Alas. To balance my negative assessment of High Hopes, I do respect Bruce as an artist that this late into his career he still seeks to make music that is relevant, edgy, and popular. Most acts his age have given up, haven’t they? Oldies like Dylan, Neil Young, Clapton, and Van Morrison have retreated into an endless string of genre exercises, Sir Paul apes his own past, the Stones release cynical product only to keep touring, Billy Joel just tours. Surely one can’t be as successful at rock and roll as Bruce without a commensurately large ego, but I can’t think of anyone that shares Bruce’s vintage who also presses so relentlessly to make music that’s important and new.
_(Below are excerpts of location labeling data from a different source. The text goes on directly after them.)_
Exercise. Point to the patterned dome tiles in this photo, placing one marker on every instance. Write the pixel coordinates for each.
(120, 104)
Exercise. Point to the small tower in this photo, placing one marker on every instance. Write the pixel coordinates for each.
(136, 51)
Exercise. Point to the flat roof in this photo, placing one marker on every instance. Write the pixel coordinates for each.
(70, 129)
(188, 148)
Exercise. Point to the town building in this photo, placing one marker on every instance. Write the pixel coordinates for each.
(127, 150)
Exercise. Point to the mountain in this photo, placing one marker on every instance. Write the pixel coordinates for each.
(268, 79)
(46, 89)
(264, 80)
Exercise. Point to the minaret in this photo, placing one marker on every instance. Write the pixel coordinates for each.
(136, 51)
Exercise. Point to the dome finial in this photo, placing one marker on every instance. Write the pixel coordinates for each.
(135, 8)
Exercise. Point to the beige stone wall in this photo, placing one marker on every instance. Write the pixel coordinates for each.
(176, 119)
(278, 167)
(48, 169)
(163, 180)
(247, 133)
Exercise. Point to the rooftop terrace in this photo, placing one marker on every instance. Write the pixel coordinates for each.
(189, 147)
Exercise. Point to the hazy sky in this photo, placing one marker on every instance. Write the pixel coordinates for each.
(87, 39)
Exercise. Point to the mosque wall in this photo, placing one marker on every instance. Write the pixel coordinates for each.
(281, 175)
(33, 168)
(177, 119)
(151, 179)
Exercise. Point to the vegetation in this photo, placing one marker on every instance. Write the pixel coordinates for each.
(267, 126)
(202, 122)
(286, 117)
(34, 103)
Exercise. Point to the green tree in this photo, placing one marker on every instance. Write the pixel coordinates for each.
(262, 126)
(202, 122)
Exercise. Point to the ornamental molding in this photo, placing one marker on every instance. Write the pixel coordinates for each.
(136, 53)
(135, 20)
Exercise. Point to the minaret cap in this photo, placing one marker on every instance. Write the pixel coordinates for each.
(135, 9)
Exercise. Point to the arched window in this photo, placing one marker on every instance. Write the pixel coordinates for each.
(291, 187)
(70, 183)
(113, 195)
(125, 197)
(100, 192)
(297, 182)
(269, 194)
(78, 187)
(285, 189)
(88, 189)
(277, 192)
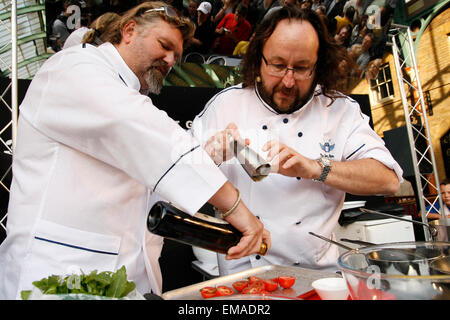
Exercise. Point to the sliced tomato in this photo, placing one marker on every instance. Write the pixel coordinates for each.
(208, 292)
(254, 279)
(240, 285)
(224, 291)
(253, 289)
(286, 281)
(270, 285)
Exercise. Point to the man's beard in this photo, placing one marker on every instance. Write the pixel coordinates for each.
(154, 80)
(268, 97)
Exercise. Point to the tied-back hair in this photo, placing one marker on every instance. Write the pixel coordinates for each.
(330, 54)
(143, 18)
(99, 28)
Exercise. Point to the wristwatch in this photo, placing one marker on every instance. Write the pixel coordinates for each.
(326, 168)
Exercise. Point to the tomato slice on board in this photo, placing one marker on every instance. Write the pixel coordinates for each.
(270, 285)
(253, 289)
(240, 285)
(224, 291)
(275, 279)
(286, 281)
(254, 279)
(208, 292)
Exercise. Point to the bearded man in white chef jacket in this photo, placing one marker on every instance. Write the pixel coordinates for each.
(90, 151)
(318, 141)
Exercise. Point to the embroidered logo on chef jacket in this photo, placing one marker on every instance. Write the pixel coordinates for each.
(327, 147)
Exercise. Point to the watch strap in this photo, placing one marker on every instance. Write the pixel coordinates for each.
(326, 168)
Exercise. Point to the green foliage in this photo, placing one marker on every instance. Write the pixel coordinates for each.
(106, 283)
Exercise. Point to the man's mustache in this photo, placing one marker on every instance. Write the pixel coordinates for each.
(161, 66)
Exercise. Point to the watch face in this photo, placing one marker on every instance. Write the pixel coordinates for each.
(325, 161)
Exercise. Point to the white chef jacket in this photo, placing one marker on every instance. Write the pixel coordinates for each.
(90, 151)
(291, 207)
Aside from cult artists like Nick Lowe or Leonard Cohen who never really experienced mega-success, Paul Simon is the only other musician who comes to my mind that can match the late-career drive of Springsteen. (From the other direction, U2 is close behind Bruce in tenure and in desire to make Big Statements, but the Boss is in a different, better category altogether. It’s my job to know these things; I can explain over a beer, if you buy me one.) Nevertheless, High Hopes fails transcend its cobbled-together origins and cohere into a single, purposeful record. I’ll see you on release day for the next one.